Guidance documents can be used to support a determination of whether noncompliance with statutory or regulatory requirements is material to the decision to make payment for purposes of enforcement actions.
LCDs are not required to be issued via notice-and-comment rulemaking, but they also may not be used as the sole support for an enforcement action.
The memo also addresses whether CMS may make an “endrun” around the Allina ruling simply by retroactively codifying guidance through subsequent notice-and-comment rulemaking. The memo makes clear that, while retroactivity is permitted under the Medicare program’s governing laws and regulations, it is highly disfavored. Therefore, the memo questions whether such retroactive action by CMS would truly be effective in preserving the authority of any such guidance. Implications on IRF Claims Under the analysis provided by the CMS Chief Legal Officer, some of the MBPM provisions on inpatient rehabilitation remain effective to support audits, but only to the extent that the underlying requirements are established in regulations. Conversely, to the extent that the MBPM provisions include requirements that are not tailored closely to the regulations, their applicability and enforceability are in question under Allina.
This interpretation is consistent with the general assessment set forth in our August 2019 article, following the Allina decision. However, questions remain about whether the analysis in the memo has been communicated to the various Medicare contractors and whether CMS considers manual provisions that do not tie to the explicit language of the coverage regulations to be unenforceable under Allina. The memo’s language is non-specific enough to leave room for individuals at the agency and at the contractor level to continue to assert that the MBPM provisions merely “aid” in interpreting the narrow provisions for coverage set forth in the regulations. Ultimately, any disagreement on this point between a contractor and a provider would need to be resolved through the administrative appeals process and possibly even federal court.

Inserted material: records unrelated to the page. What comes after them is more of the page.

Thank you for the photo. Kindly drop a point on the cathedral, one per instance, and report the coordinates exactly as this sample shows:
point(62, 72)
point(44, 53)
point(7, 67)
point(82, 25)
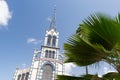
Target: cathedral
point(47, 62)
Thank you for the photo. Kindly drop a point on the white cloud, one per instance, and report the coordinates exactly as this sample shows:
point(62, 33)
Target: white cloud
point(5, 14)
point(106, 70)
point(68, 67)
point(49, 19)
point(33, 41)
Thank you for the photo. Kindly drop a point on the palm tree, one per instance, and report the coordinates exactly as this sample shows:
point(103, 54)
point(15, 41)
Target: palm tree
point(100, 41)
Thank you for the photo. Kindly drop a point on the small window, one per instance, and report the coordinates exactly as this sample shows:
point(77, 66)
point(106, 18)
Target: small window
point(19, 77)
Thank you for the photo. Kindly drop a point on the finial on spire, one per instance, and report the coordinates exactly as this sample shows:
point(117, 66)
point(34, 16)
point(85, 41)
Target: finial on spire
point(53, 22)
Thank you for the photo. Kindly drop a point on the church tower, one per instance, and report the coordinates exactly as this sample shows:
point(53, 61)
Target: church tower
point(47, 62)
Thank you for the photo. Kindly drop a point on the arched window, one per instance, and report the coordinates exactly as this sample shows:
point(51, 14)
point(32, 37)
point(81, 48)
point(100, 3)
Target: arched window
point(19, 77)
point(46, 54)
point(50, 54)
point(60, 57)
point(23, 76)
point(27, 74)
point(49, 40)
point(53, 54)
point(54, 41)
point(47, 72)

The IRF community will have to see how the HHS memo is incorporated and applied by CMS and its contractors. The memo can serve as additional support for IRFs that argue in the administrative appeals process that CMS and its contractors may not deny claims based solely on manual provisions that are not tied to explicit standards from the regulations, such as the MBPM’s expanded requirements for the pre-admission screening and post-admission physician evaluation. It is also possible that other health care industry sectors, especially those governed very closely by criteria established in the PIM or in individual LCDs (e.g., durable medical equipment suppliers, practitioners specializing in orthotics or prosthetics), may take up this fight. This issue warrants close monitoring going forward and we will continue to keep the rehabilitation community apprised of new developments as they occur.